Home > DARE Reviews > Pharmacologic treatments for chronic...

PubMed Health. A service of the National Library of Medicine, National Institutes of Health.

Database of Abstracts of Reviews of Effects (DARE): Quality-assessed Reviews [Internet]. York (UK): Centre for Reviews and Dissemination (UK); 1995-.

Database of Abstracts of Reviews of Effects (DARE): Quality-assessed Reviews [Internet].

Pharmacologic treatments for chronic obstructive pulmonary disease: a mixed-treatment comparison meta-analysis

WL Baker, EL Baker, and CI Coleman.

Review published: 2009.

Link to full article: [Journal publisher]

CRD summary

This generally well-conducted review found that combination regimens of inhaled corticosteroids and long-acting β2-agonists were associated with fewer symptom exacerbations and with mortality benefits for patients with chronic obstructive pulmonary disease. The authors' conclusions are based on the evidence and are likely to be reliable.

Authors' objectives

To evaluate the efficacy of pharmacological agents for the maintenance treatment of chronic obstructive pulmonary disease (COPD).

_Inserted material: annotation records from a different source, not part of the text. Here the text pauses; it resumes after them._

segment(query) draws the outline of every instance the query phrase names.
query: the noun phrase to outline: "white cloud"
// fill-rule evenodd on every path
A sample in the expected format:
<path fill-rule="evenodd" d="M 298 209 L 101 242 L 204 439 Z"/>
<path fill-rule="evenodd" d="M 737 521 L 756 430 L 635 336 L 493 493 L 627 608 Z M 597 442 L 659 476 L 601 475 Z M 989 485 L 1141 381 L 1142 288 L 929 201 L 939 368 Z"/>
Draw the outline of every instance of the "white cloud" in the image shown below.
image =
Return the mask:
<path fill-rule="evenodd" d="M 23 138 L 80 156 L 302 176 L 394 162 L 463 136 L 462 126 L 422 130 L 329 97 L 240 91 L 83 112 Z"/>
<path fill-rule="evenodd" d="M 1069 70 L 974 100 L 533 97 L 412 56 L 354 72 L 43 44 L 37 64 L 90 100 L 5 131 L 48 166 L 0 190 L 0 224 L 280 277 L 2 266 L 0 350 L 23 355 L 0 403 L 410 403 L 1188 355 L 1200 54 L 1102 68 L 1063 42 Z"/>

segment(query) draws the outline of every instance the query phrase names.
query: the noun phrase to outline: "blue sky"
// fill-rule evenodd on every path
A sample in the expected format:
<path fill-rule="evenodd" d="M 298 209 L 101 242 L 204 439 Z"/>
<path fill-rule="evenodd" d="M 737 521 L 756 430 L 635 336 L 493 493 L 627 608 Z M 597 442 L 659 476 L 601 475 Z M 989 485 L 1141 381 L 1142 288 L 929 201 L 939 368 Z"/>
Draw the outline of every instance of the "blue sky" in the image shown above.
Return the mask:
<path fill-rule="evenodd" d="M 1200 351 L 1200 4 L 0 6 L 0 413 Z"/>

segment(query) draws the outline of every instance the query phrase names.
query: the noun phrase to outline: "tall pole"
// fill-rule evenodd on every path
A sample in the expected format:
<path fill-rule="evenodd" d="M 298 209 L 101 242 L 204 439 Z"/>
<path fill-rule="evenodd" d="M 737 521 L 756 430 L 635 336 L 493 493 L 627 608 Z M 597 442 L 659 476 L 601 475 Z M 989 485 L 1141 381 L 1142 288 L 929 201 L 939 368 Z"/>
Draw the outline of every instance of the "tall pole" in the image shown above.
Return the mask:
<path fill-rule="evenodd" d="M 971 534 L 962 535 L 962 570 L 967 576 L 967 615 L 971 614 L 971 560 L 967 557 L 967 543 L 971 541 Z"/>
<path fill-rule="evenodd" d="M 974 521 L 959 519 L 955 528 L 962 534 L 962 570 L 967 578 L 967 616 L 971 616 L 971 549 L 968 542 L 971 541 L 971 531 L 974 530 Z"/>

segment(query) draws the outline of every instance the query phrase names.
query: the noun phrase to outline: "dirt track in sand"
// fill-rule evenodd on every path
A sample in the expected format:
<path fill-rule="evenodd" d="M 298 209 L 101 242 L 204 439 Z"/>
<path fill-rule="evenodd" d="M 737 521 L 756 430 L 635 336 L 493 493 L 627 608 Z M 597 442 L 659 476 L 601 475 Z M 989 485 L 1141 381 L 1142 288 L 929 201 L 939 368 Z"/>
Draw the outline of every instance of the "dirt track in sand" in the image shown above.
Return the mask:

MEDLINE, EMBASE, Cochrane Central Register of Controlled Trials (CENTRAL), CINAHL and Web of Science were searched to October 2007 for relevant studies; search terms were reported. Reference lists of included trials, previous meta-analyses and review articles were searched for additional studies.

Study selection

Randomised controlled trials (RCTs) that evaluated frequencies of COPD exacerbations or mortality in patients with COPD who were treated with one or more of inhaled corticosteroids, tiotropium and long-acting β2-agonists or combination therapy were eligible for inclusion. Interventions needed to be compared with placebo or active control.

Patients in included trials had moderate to severe COPD with mean one-second forced expiratory volumes (FEV) that ranged between 32.6% and 86.9%. Medications given included fluticasone, salmeterol, budesonide, triamcinolone, tiotropium and formoterol. Primary study end points were the effects of various drug classes on COPD exacerbations and mortality (classified as all-cause mortality). The effect of different COPD medications on withdrawals of patients from studies was evaluated. Definitions of COPD exacerbations varied between studies.

The authors did not state how many reviewers performed the study selection.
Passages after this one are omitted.